I’ve been attracted to the idea of the “number of professionals helped”, in that rather than counting downloads, subscribers, contacts or any number of vanity metrics, we look at our CRM and analytics systems and all of the signals we have and define which of these contacts did we help, or in this case, educate?
Grading the students
How do we measure our success at educating these folks?
- Number of active subscribers – Subscribing is an act of trust on two counts, the first trust in that giving us their data is safe and we won’t be annoying with it and the second is that they are trusting our future content. That second point contributes to our “professionals helped” score, as we can safely assume that our current content has been helpful, which is why they trust in what we will do next.
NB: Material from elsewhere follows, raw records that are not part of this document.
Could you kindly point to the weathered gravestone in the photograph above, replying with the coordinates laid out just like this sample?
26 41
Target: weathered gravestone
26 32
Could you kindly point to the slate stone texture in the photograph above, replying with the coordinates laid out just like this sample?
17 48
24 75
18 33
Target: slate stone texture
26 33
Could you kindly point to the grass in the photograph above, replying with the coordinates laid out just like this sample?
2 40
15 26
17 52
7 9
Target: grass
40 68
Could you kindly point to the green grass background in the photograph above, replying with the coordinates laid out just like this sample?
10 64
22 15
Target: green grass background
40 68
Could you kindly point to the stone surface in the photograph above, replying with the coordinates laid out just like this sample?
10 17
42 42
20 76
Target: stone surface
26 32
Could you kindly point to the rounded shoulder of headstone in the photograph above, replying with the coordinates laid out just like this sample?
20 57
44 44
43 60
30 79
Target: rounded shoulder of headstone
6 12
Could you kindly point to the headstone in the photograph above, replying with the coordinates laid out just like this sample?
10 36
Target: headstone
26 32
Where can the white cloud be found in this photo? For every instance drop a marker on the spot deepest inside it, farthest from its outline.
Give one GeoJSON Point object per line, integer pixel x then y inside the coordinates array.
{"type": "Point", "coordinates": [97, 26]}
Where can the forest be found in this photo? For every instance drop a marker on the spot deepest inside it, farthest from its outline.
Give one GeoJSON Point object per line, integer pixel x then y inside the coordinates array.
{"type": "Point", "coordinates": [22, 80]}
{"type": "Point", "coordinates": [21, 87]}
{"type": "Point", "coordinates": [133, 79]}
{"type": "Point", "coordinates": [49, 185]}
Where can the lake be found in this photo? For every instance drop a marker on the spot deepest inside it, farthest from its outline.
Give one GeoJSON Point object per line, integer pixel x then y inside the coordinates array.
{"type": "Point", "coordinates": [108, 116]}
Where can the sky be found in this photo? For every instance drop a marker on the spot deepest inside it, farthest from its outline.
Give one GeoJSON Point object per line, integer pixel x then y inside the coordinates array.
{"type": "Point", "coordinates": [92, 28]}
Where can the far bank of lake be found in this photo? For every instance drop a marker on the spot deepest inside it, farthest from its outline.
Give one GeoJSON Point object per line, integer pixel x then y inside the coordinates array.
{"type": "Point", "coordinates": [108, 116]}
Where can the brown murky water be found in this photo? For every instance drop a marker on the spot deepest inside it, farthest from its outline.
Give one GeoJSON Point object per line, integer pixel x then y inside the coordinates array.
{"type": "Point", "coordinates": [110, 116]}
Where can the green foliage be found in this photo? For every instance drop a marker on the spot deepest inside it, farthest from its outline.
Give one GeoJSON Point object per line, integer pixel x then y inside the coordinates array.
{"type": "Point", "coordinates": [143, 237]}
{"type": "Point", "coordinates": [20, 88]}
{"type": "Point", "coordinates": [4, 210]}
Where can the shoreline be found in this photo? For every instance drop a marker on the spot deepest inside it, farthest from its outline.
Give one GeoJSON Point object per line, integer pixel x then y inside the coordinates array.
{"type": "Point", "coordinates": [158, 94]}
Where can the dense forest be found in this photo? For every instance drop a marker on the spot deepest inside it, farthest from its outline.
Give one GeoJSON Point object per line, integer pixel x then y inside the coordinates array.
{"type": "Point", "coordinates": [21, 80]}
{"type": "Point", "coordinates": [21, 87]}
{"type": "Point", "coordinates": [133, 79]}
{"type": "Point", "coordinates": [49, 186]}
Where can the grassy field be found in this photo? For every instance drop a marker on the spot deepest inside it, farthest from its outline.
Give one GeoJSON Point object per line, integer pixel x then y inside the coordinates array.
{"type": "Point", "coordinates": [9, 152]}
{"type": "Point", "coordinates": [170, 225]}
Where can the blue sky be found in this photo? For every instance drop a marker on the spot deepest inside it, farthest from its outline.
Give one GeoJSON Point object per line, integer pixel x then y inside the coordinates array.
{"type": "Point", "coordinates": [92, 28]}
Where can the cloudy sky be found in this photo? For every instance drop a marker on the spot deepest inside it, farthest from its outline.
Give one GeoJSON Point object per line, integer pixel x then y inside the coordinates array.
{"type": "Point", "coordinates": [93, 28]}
- Engaged Visitors – Calculating this takes some work, people that put their hand up with a subscription or giving their details for a gated download is easy. But there’s a huge audience who will find our content helpful but will be relatively dark, the “lurkers”, as some might describe them, the audience we serve with our un-gated content. Web analytics tools will tell you hits and views, but of course, it would be a stretch to suggest someone visiting a web page even read it, let alone if it helped them. So, we need to develop a metric based on users and their engagement, involving dwell time, return visits, next action, and that sort of thing.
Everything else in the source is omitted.